From 1934 until the end of her life, Richardson was active in socialist and peace organisations. In the 1950s she attempted to found Redeemism, which called for world peace, but failed to get it off the ground.

Richardson published two novels, The Greater Waterloo (1905) and Matilda and Marcus (1915), and self-published three volumes of poetry, Symbol Songs (1916), Wilderness Love Songs (1917), and Cornish Headlands (1920). She also wrote a few articles for suffrage publications. Contrary to claims, she did not work as a journalist or an artist.

Richardson was a lesbian. All her love poems are about women.

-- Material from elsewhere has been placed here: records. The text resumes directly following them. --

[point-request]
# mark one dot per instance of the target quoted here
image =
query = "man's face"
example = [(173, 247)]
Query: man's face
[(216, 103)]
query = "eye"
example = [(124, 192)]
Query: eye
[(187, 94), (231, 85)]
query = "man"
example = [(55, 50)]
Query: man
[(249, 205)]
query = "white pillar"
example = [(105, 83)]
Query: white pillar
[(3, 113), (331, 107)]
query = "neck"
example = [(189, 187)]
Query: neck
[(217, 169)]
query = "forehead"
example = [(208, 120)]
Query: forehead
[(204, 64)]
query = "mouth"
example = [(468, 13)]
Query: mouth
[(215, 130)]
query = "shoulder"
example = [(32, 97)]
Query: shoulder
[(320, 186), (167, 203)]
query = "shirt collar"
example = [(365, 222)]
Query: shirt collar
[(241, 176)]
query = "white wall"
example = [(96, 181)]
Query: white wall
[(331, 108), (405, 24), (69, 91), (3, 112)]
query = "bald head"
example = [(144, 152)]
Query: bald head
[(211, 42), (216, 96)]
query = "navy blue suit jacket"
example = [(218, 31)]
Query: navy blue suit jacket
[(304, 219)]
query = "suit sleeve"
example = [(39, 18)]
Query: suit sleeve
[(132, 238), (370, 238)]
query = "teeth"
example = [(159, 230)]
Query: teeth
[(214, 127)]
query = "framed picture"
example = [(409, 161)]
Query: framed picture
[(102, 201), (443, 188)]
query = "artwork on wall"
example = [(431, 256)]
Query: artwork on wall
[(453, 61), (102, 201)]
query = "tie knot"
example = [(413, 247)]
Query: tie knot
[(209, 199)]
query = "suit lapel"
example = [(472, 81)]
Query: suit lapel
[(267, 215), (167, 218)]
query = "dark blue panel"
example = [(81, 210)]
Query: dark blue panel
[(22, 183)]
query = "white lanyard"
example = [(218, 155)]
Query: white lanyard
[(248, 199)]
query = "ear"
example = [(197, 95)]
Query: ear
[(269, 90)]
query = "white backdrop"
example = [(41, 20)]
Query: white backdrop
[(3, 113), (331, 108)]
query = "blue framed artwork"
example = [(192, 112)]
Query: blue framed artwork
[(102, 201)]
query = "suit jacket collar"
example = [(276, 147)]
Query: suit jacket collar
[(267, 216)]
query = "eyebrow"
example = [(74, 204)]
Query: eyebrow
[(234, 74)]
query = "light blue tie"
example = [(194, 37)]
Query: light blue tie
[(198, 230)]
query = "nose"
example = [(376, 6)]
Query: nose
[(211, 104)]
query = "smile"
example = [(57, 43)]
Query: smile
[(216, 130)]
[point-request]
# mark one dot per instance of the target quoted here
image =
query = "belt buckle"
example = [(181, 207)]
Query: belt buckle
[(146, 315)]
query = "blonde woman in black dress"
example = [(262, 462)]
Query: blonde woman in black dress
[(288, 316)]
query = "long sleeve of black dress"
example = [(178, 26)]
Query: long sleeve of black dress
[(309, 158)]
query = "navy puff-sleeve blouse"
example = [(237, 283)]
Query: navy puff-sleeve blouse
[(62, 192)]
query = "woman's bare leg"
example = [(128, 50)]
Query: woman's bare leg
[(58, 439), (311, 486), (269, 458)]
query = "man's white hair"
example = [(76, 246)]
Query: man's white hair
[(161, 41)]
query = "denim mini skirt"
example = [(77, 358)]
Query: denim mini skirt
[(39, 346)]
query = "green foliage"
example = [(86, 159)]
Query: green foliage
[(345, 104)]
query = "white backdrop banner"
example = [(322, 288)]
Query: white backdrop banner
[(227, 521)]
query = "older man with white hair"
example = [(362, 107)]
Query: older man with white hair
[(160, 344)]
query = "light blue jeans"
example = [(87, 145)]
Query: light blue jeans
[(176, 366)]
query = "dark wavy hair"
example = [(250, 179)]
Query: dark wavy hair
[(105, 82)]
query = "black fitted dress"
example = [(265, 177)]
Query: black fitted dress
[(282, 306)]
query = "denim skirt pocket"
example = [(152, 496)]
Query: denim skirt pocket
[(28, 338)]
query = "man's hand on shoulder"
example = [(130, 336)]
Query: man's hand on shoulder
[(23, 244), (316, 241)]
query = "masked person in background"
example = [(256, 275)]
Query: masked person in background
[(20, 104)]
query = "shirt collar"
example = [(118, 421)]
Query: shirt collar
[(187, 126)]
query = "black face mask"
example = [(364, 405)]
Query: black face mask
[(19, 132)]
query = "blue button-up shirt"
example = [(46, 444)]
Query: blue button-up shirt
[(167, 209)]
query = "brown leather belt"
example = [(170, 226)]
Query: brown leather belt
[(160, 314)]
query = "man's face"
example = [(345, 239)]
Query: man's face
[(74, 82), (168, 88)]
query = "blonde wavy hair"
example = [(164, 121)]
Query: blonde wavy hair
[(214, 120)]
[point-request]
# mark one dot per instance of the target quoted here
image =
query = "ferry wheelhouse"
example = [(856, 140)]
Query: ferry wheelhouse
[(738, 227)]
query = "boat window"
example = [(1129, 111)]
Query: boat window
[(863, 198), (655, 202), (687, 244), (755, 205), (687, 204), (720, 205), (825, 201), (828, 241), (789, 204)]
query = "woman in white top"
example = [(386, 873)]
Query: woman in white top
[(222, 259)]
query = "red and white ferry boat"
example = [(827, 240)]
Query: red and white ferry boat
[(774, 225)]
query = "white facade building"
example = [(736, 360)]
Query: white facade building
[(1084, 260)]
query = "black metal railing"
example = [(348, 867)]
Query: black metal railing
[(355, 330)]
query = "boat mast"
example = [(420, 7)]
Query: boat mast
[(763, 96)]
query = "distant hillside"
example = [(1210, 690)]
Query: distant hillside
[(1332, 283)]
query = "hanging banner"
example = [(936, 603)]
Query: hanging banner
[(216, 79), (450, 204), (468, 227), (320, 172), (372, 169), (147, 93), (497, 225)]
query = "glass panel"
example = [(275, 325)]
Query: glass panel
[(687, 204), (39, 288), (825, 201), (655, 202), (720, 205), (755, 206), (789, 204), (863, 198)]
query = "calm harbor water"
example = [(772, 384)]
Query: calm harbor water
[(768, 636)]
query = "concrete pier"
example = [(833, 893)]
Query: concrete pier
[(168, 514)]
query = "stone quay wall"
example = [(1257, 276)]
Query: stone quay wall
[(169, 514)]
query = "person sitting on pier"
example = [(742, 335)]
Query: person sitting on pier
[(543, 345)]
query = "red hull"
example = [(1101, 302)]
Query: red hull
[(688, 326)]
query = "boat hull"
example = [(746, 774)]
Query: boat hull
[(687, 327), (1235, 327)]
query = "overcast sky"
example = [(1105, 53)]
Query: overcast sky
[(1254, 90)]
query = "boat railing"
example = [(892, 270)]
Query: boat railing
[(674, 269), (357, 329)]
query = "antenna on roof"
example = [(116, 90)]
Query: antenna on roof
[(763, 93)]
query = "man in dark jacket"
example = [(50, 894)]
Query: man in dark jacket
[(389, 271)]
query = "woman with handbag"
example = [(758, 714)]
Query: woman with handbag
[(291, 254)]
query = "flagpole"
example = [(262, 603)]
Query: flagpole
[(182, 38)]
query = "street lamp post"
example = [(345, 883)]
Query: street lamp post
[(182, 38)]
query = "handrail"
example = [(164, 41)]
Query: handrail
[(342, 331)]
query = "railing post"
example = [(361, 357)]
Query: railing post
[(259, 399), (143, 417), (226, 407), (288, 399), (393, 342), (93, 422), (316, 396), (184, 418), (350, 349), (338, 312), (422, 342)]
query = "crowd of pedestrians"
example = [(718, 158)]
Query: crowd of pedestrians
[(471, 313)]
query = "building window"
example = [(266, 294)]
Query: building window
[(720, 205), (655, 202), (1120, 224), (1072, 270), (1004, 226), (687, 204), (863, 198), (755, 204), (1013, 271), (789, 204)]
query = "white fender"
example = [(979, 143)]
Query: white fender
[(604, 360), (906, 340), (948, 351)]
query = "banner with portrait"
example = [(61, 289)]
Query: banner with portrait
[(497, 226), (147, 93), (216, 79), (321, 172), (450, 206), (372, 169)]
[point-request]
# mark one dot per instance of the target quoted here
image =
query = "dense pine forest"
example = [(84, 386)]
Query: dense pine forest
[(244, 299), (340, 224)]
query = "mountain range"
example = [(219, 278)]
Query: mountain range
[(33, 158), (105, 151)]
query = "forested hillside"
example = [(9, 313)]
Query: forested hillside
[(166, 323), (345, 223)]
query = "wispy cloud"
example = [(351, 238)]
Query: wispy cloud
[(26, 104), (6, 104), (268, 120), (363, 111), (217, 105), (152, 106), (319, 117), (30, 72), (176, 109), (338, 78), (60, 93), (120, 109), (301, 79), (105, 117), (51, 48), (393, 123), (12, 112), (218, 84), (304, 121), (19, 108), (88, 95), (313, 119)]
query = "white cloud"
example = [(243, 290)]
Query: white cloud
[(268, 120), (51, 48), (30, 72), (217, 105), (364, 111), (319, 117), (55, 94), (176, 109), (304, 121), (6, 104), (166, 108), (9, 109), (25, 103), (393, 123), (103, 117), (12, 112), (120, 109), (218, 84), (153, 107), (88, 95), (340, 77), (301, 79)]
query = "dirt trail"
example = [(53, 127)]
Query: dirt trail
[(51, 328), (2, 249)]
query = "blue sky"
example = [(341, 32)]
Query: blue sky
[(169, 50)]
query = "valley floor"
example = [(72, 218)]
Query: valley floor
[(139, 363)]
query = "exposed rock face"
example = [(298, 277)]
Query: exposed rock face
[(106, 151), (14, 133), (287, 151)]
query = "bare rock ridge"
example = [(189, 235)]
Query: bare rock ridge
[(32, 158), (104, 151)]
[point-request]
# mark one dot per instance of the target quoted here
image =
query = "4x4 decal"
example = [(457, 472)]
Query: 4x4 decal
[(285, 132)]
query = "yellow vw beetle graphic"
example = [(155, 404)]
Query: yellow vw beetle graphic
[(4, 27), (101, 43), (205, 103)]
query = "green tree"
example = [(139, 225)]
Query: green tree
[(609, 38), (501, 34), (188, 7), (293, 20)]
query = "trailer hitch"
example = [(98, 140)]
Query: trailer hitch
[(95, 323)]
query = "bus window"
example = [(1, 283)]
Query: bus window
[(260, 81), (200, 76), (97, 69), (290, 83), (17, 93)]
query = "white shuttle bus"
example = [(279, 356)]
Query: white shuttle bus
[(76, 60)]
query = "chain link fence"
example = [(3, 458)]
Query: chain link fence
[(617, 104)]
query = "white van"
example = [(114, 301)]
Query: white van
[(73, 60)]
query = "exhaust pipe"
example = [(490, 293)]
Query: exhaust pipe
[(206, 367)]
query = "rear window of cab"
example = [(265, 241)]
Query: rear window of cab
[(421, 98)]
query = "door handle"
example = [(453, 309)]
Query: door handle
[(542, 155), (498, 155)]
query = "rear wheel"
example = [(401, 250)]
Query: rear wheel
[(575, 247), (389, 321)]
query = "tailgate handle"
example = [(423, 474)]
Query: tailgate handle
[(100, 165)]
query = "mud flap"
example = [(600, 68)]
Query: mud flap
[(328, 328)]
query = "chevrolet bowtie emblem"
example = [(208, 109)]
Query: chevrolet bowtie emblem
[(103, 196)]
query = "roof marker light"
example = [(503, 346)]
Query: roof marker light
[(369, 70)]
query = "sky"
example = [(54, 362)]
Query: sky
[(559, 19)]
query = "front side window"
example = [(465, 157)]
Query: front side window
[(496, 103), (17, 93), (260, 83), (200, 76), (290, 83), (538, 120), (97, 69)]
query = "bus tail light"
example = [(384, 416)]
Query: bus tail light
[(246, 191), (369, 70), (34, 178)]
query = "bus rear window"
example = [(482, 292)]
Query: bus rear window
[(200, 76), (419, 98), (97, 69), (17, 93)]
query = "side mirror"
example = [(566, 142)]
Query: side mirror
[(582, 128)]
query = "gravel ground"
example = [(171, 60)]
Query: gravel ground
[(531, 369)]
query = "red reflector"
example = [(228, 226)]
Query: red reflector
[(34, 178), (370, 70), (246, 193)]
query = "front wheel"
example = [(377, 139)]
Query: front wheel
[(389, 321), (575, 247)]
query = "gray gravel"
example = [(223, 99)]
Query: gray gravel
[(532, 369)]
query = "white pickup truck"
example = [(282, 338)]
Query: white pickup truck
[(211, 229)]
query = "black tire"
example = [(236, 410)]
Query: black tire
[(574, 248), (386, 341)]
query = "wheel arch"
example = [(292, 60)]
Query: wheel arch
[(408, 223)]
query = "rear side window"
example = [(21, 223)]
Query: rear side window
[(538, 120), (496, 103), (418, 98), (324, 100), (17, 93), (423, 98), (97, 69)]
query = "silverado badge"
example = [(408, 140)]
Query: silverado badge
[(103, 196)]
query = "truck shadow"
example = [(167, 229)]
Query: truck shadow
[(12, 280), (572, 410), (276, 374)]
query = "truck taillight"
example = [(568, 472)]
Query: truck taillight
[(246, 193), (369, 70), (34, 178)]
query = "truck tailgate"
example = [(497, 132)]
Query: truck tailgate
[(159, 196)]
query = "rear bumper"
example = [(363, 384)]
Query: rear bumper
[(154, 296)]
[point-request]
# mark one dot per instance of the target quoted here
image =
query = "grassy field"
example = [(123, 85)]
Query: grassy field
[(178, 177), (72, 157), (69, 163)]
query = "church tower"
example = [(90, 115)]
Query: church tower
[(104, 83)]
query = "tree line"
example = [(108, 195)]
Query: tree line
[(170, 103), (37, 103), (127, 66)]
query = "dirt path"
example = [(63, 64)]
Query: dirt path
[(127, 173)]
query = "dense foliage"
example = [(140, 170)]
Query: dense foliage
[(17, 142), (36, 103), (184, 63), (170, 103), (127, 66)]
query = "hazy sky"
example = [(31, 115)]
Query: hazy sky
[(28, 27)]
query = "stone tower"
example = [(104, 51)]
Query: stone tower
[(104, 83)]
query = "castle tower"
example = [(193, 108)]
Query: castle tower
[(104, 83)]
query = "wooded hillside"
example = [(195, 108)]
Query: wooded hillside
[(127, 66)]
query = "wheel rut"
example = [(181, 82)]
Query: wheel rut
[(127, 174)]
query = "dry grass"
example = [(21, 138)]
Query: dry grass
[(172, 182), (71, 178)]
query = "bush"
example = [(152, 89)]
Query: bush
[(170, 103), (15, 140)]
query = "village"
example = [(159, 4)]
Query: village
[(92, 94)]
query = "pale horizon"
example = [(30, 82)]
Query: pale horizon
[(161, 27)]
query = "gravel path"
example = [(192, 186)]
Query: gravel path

In 1930 she unofficially adopted a baby she named Roger Richardson. A devoted mother, she raised him in rural Cambridgeshire. After he married in 1955, Richardson, then aged 73, moved into a tiny flat in Hastings, East Sussex.

Richardson published an autobiographical work, Laugh a Defiance, in 1953. It comprises a collection of anecdotes from her highly eventful year as a suffragette 1913–1914. According to her biographer, none of the stories is entirely true and some are completely fictitious.

Some of the events at which she is widely reported as being present, or committing, have been demonstrated to be untrue, for example her Epsom Derby story, and her anecdote about bombing a railway station.

Aged 79, she died at her flat in St James's Road, Hastings on 7 November 1961. After she was cremated, Roger took her ashes to his London home. Eventually Roger sold her Hunger Strike Medal at auction. Its whereabouts are currently unknown.